# New skewers for '18 Emonda SL6?



## Wheelspeed (Nov 3, 2006)

Hi everyone,
I read the skewer review on Fairwheel bikes, and now want to get some lighter skewers. The Bontrager skewers that came on the bike are 136g for the set according to my cheap scale.

I like the Zipp aero ti skewers, like on ebay here:
https://www.ebay.com/itm/ZIPP-Aero-...0mlR:sc:USPSFirstClass!15071!US!-1:rk:10:pf:0

But Zipp describes the rear as 130mm, and the Bontrager from my bike seems to be about 138mm to the threads. 

Is the Zipp skewer too short for an Emonda?


----------



## 202cycle (Sep 13, 2011)

I'm going to assume that Zipp is referring to the 130mm spacing of the frame. The Zipp Skewer is not to short. An actual 130 mm long skewer would not fit any bicyclel


----------



## Wheelspeed (Nov 3, 2006)

I eventually found that they make a 135mm version for road bikes with rear disc brakes, but only in steel. Not ti. 

Anyway, apparently the old standard is 130mm for road bikes but disc road bikes use 135mm. The Emonda can be built for either, so my rim-brake Emonda apparently has the spacing of the disc version to ease mfg at the Trek plant.

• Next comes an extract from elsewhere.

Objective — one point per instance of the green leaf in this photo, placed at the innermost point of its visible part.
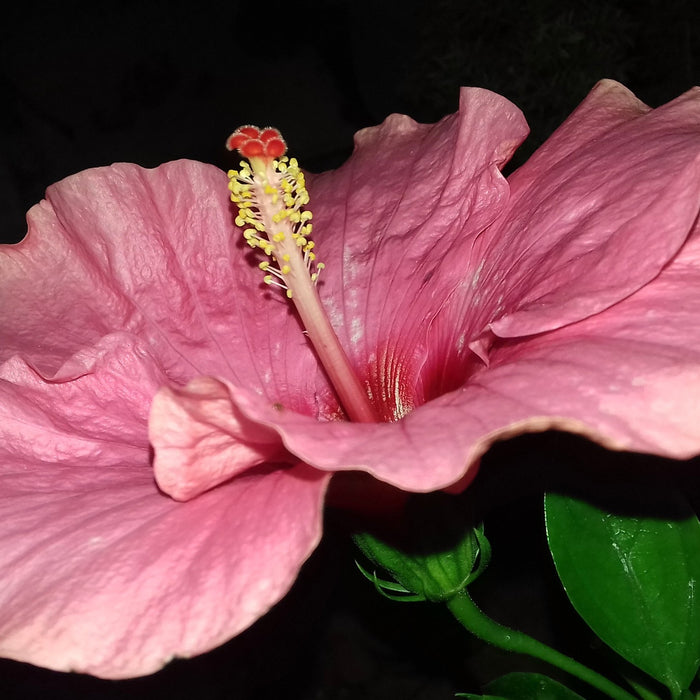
(632, 571)
(530, 686)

Another bit of info I learned last night... 135mm seems to be the norm for mtb. Maybe also because of disc brakes.


----------



## cxwrench (Nov 9, 2004)

Wheelspeed said:


> I eventually found that they make a 135mm version for road bikes with rear disc brakes, but only in steel. Not ti.
> 
> Anyway, apparently the old standard is 130mm for road bikes but disc road bikes use 135mm. The Emonda can be built for either, so my rim-brake Emonda apparently has the spacing of the disc version to ease mfg at the Trek plant.
> 
> Another bit of info I learned last night... 135mm seems to be the norm for mtb. Maybe also because of disc brakes.


You're pretty much wrong on all counts. All current rim brake road bikes are 130mm. Road bikes w/ thru axle hubs and disc brakes are generally 142x12mm. Old q/r disc brake bikes were 135mm. Current mtb rear ends are 142mm but are going towards 'boost' dimensions which are 148x12mm. Your Emonda is 130mm.


----------